La Marvel mi ha supportata davvero tantissimo e ha incoraggiato il mio lavoro, non vedo l'ora di mettermi al lavoro su tutto quello che abbiamo programmato, ma aspettare per annunciare quello che è in arrivo è un po' come vivere in un dolce inferno. E' una tortura non poter condividere quel che sai con le persone che amano il tuo lavoro, ma è anche incredibilmente figo essere al corrente di questi segreti ed essere l'AUTORE di questi segreti."

A proposito dell'entusiasta ThompsonC.B. Cebulski ha dichiarato: "Sin dal momento che ha sottoposto alla nostra attenzione il suo primo soggetto, Kelly ci ha proposto un'infinità di nuove idee, una energia incredibile e un entusiasmo infinito. Siamo onorati che sia diventata parte della nostra famiglia e non potremmo essere più emozionati nel leggere le avventure che leggeremo nel prossimo anno - e oltre!"
Al Ewing al lavoro su un progetto segreto


E a proposito di progetti segreti, pare che Al Ewing sia al lavoro su qualcosa di davvero elettrizzante, almeno stando alle parole del suo editor Jordan D. White che, sul su twitter scrive:

"Nel Frattempo Al Ewing, per un progetto segreto che, mi sta inviando alcune sceneggiature FANTASTICHE, ogni numero mi fa schizzare fuori dai miei calzini.
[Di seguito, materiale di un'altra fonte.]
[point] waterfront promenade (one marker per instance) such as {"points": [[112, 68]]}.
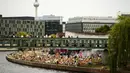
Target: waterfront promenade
{"points": [[8, 67]]}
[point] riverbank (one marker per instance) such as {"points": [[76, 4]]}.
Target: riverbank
{"points": [[57, 66], [8, 49]]}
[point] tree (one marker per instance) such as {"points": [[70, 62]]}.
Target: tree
{"points": [[53, 36], [118, 42], [21, 33], [103, 29]]}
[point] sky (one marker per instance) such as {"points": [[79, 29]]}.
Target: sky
{"points": [[65, 8]]}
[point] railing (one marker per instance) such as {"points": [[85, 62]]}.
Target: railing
{"points": [[91, 43]]}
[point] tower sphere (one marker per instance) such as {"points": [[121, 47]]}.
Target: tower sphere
{"points": [[36, 4]]}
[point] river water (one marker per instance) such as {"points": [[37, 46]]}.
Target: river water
{"points": [[8, 67]]}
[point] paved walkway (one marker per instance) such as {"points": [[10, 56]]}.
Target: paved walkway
{"points": [[8, 49]]}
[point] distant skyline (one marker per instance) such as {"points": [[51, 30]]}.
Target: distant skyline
{"points": [[65, 8]]}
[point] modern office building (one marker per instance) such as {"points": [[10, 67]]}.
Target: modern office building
{"points": [[9, 26], [88, 24], [53, 24], [20, 18]]}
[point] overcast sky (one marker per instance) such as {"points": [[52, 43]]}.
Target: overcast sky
{"points": [[65, 8]]}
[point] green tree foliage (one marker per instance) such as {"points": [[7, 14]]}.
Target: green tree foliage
{"points": [[119, 44], [53, 36], [21, 33], [102, 29]]}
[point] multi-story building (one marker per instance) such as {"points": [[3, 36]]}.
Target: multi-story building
{"points": [[53, 24], [88, 24], [10, 26]]}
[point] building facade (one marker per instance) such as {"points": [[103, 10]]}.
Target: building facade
{"points": [[88, 24], [53, 24], [10, 26]]}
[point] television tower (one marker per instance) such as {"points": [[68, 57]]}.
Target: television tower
{"points": [[36, 5]]}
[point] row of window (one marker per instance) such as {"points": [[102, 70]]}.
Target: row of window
{"points": [[6, 33], [12, 21], [21, 25], [95, 25]]}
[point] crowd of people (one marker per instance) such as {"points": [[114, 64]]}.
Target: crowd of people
{"points": [[74, 58]]}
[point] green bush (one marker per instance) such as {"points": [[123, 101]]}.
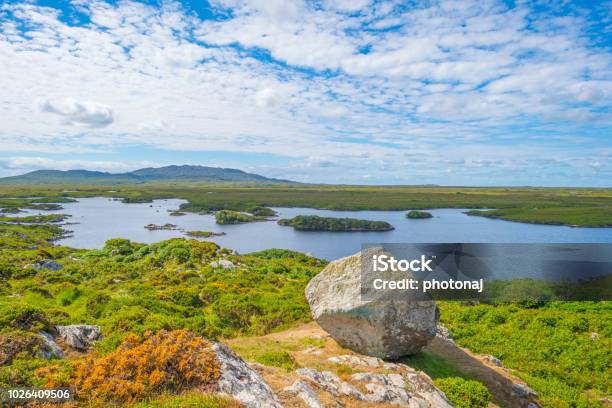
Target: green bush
{"points": [[464, 393]]}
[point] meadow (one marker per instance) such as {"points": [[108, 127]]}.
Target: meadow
{"points": [[566, 206]]}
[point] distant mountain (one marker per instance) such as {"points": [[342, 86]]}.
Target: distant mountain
{"points": [[167, 174]]}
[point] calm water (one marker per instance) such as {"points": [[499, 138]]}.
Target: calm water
{"points": [[99, 219]]}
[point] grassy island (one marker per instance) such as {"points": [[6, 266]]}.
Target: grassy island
{"points": [[233, 217], [35, 219], [418, 214], [204, 234], [316, 223]]}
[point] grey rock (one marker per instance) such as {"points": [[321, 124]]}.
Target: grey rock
{"points": [[331, 383], [412, 389], [51, 348], [385, 328], [242, 382], [356, 360], [79, 336], [494, 360], [443, 333], [303, 390]]}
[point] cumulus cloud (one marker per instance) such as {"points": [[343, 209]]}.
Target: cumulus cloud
{"points": [[22, 164], [457, 81], [79, 113]]}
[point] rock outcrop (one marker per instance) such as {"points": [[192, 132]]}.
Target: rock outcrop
{"points": [[404, 386], [380, 327], [79, 336], [242, 382], [306, 394]]}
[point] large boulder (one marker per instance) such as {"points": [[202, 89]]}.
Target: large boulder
{"points": [[382, 327]]}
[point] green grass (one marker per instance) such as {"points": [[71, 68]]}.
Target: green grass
{"points": [[414, 214], [551, 347], [280, 359], [465, 393], [572, 206], [189, 400], [582, 216], [561, 349], [316, 223], [434, 366]]}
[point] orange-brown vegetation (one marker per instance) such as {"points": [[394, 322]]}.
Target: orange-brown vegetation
{"points": [[167, 361]]}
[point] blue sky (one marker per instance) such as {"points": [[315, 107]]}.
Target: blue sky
{"points": [[338, 91]]}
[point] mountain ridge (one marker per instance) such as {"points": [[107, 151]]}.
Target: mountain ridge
{"points": [[188, 173]]}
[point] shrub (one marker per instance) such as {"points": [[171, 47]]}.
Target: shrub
{"points": [[167, 361], [16, 343], [464, 393]]}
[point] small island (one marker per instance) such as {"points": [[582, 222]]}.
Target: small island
{"points": [[237, 217], [259, 211], [204, 234], [316, 223], [154, 227], [418, 214]]}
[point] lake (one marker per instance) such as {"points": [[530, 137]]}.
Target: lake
{"points": [[99, 219]]}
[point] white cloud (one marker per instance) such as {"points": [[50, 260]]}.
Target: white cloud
{"points": [[448, 74], [76, 113], [28, 163]]}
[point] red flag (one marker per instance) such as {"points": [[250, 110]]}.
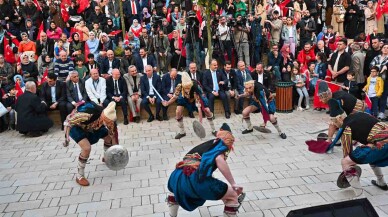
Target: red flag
{"points": [[9, 56], [83, 4], [115, 32], [18, 89], [87, 51], [64, 13], [41, 29], [36, 3], [333, 87], [44, 77]]}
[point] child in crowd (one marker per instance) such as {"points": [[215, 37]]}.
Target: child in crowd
{"points": [[80, 68], [374, 89], [9, 101], [300, 84], [350, 85], [58, 49]]}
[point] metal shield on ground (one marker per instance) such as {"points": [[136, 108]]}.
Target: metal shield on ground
{"points": [[116, 157], [342, 182], [199, 130], [262, 129]]}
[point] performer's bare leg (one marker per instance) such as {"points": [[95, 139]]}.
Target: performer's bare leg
{"points": [[351, 175], [209, 116], [179, 118], [246, 116], [274, 122], [82, 159]]}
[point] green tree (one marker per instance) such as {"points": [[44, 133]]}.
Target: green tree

Qui nel mio ufficio adesso ho un ammasso di calzini"

"Ci vorrà ancora un mesetto prima dell'annuncio, ma Al Ewing è brillante e ha scritto la più grandiosa miniserie di sempre."


E dal punto di vista grafico? Dal punto di vista grafico la casa editrice ha rilanciato con una nuova generazione di Young Guns (iniziativa con la quale la Marvel annuncia, con una cadenza regolare,  di aver messo sotto  contratto di esclusiva alcuni disegnatori di talento) composta da:

Pepe Larraz


Russel Dauterman

Mike Del Mundo

Javier Garron

Marco Checchetto

Aaron Kuder

2 commenti:

CREPASCOLO ha detto...

Ho una posizione " democristiana " sulle Big Guns perchè non parteggio per una o per l'altra e spero sempre di leggere fumetti interessanti e divertenti a prescindere dall'editore e mi auguro, appunto come lettore, che anche le indies ed in generale editori diversi da Marvel e DC possano proporre serie e personaggi coinvolgenti, ma se potessi dare un consiglio a chi siede nella stanza dei bottoni di Marvel e DC mi spingerei ad invitarli a non blindare gli autori. Non credo che uno scrittore ics o un disegnatore ipsilon dia il suo meglio solo per il fatto che può pescare carpe in un solo laghetto. E' probabile, sempre secondo il mio modesto e sindacabilissimo parere, che se ics ed ipsilon possono mettersi alla prova anche con concetti diversi da picchiatelli in costume e picchiatelli in costume di una sola scuderia - cioé produrre fumetti e non baloccarsi colla idea di come usare giocattoli in un altro "negozio " - saranno migliori tutti i fumetti partoriti. E la mancata esclusiva costa meno e non crea la inevitabile claustrofobia del creativo.

Comix Factory ha detto...

Discorso condivisibile, caro Crepascolo, ma assolutamente improponibile in questo periodo di concorrenza sfrenata tra Major. La dimostrazione vivente che hai ragione è Brian Bendis che da un po' di tempo non aveva davvero più nulla da raccontare sulle serie Marvel.